© Paul Lachelier 2011. All rights reserved.
The following op-ed was published in Florida’s West Volusia Beacon on Thursday, August 11, 2011. A shorter version was published in the Orlando Sentinel the next day.
For the past few weeks, more eyes were on the federal government than usual as the debt ceiling crisis intensified. Many of those eyes were angry. That anger was largely misplaced.
It’s no secret that most Americans nowadays dislike politicians, though the dislike deepened over the last few weeks as our elected officials in Washington struggled over whether and under what conditions to raise the debt ceiling. A friend of mine publicly pledged on Facebook to never give another cent to anyone currently in Congress, and urged those who agree to repost her message. One less scrupulous journalist, Jeff Jarvis, made a bigger name for himself Tweeting angrily with the hashtag “f—-youwashington,”
and drawing thousands of supporters in the process. This was just the tip of the mountain of anger that erupted online and off among Americans.
In most federal budget years, raising the debt ceiling has not precipitated a political crisis, even if every year some in Congress vote against raising it. Of course, the federal deficit is growing too large and has to be addressed sooner or later. But the debt ceiling crisis was foremost a political crisis, not an economic one. The single greatest cause of that political crisis was the 2010 election of 63 Republicans to the U.S. House of Representatives – including many Tea Party-backed candidates hell bent on cutting the federal budget now, in a down economy – giving Republicans a sizeable majority in the House, and dividing Congress. This should turn public scrutiny back on American citizens, not Washington politicians.

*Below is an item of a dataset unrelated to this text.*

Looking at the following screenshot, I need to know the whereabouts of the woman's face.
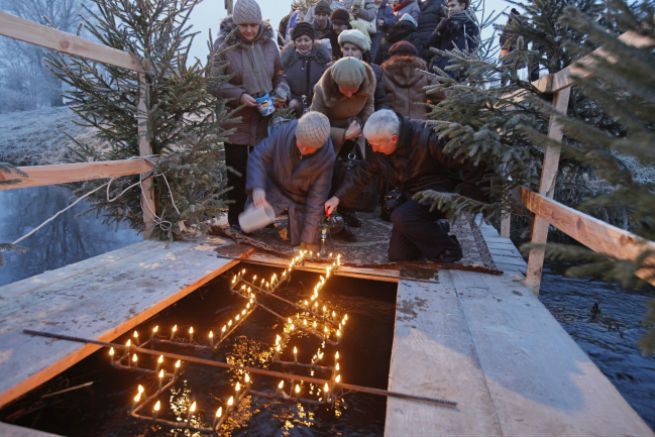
[341,42,364,61]
[239,23,260,42]
[332,22,348,36]
[293,35,314,55]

My intent, however, is not to curse those who voted for House Republicans. My purpose is to make a more fundamental argument: in democracies, politicians are only as good as citizens, and citizens are only as good as their institutions.
It is easy to blame voters for their ignorance or idiocy. Indeed, one striking pattern I find in listening to Americans talk about their fellow citizens is that so many are convinced that most Americans are gullible idiots. These critics, abundant on the left, right and center, usually see themselves and those who agree with them as immune from the rampant plague of idiocy. There is indeed plenty of evidence that most Americans – no doubt including many of those convinced that they are smart and most everyone else is an idiot – have a quite limited grasp of political facts.

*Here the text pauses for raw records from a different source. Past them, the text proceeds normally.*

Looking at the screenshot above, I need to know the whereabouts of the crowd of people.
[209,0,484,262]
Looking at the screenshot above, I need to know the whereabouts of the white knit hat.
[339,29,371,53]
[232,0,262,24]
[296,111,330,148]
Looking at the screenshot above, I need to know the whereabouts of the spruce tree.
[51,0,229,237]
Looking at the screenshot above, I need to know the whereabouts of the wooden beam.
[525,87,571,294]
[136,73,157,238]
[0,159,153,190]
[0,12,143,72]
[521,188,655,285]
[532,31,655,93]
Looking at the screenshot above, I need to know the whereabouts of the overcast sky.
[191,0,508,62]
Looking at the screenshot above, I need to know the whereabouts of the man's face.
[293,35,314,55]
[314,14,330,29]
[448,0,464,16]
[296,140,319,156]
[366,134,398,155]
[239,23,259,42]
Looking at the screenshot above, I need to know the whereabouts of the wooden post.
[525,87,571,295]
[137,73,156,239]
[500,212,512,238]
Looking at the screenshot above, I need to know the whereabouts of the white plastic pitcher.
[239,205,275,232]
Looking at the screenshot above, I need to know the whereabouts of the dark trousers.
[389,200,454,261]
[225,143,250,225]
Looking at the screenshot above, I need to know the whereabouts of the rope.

Some political scientists believe that this general ignorance is natural and functional. In complex modern societies, the argument goes, people have specialized jobs and limited attention, yet politics is complicated, so politics should be mostly left to professionals, just as we depend on professionals in most realms of life. The trouble is, even professionals make mistakes and you can’t always trust them to serve the public interest, so citizens still need to be sufficiently engaged to cast informed votes and keep political professionals honest.

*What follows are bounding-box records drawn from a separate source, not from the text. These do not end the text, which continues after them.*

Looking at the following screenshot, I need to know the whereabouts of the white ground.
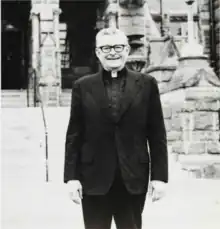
[1,108,220,229]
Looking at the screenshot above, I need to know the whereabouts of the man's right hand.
[67,180,83,204]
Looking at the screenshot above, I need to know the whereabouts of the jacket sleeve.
[64,81,83,183]
[147,77,168,182]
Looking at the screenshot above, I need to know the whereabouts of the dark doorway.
[2,30,24,89]
[1,1,30,89]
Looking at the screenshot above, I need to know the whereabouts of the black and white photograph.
[0,0,220,229]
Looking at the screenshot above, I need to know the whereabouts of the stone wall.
[214,0,220,77]
[199,0,211,56]
[158,58,220,178]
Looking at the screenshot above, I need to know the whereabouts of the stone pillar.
[32,0,61,106]
[181,0,204,57]
[186,0,194,43]
[118,0,147,71]
[214,0,220,75]
[199,0,211,56]
[105,0,118,28]
[161,56,220,178]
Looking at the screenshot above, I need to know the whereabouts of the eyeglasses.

Meanwhile though, the evidence shows that politicians and activists are becoming more strident and less open to compromise while ever growing numbers of Americans are eschewing political parties in favor of “independence.” The combination is toxic. Many Americans believe that strong partisan voters are more ignorant and gullible, but as political scholars know, the evidence shows the opposite: the growing numbers of independents and tepid partisans tend to be less informed and more susceptible to manipulation than strong partisans. So we face a public increasingly “independent” – that is, politically disillusioned and disconnected, not so much informed or attentive, except in facile fits of fury – and accordingly, increasingly susceptible to the often hysterical propaganda of partisan politicians and activists who foresee “catastrophe” if they don’t get their way.
There are saner ways of doing politics, but attention-seeking commercial media don’t cover them as much precisely because they don’t shout or shoot. Not all politicians and activists are zealots. Indeed, there is a burgeoning movement for “deliberative democracy” led by wiser activists, politicians and scholars that advances a very different kind of politics, one in which citizens listen, read, communicate and compromise. Most people are capable of such citizenship, but it doesn’t develop merely through exhortation. Any citizenship lives through institutions such as parties, elections, newspapers, and dialogues. For better or worse, the laws and norms of our institutions define the kinds of citizens we become and the politicians we elect. Will we develop more deliberative institutions, or stay on our path to more crises, anger and disillusionment?